What I heard time and time again from all involved was not that this was some sort of sectarian project, but rather that it was Tunisian history and deserved preservation.  In addition to the French and Tunisian-French Jewish academics on the team were several Muslim Tunisian professors and students of history, preservation, and Hebrew.  The guardians of both the Jewish and Christian cemeteries of Tunis are a Muslim family who have taken care of them for a few hundred years.  
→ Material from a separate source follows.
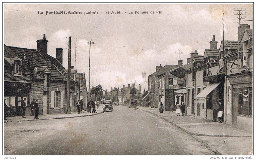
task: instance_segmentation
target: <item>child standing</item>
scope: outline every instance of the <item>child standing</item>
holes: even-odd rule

I don't think Tunisia's Jewish community or the other Jewish communities of the Middle East and North Africa were ever the happy-fun-diverstravaganzas that some might claim, but the fact remains that Arab Muslims and Jews lived side-by-side in close communities for hundreds, and sometimes more than a thousand years (with institutional biases like jizya and dhimmi, but not the communal enmity and pogroms that were so prevalent in Europe).  Only the last century of British and French meddling in these regions has really changed that. I have a political agenda as much as anyone else, but it's really heartbreaking to histories and memories erased in favor of a more combative narrative that makes conflict seem inevitable.  When the question of Israel/Palestine is brought up, people both in the West and here fall back to old platitudes about age-old enmities.  "They've been killing each other for thousands of years" and so forth.  When Likud and Hamas agree on something, maybe that should be a red flag that they're just trying to rile people up to hatred.




I think what excited me so much about this project and the people with whom I worked was their pluralism, diversity, and openness.  I didn't have to feign religiousity in order to take part; I could just be myself and believe what I believe.  Reading old things remains an exciting experience for me, which is a good thing with six or more years of grad school upcoming.  While my reading material usually comes in printed form, having to dig it up was incredibly thrilling.  I love history because I love stories, and trying to piece together a person's life from their grave stone was a challenge and a joy.  And it forced me to buckle down and learn a bit of Hebrew finally.


[A few notes: I didn't even think about the zombie implications over digging up a cemetery until the 4th day on the project, but while I'm on the topic, "zombie outbreak on an archaeological dig" is an excellent film premise.  There are so many incredible things I learned this week that didn't make it into this post like about this guy and the Jews who fled to Malta and became British soldiers.  Finally, for my own thoughts on the matter, I uploaded my cover of John Prine's "Please Don't Bury Me" at drop.io/tedssongs.]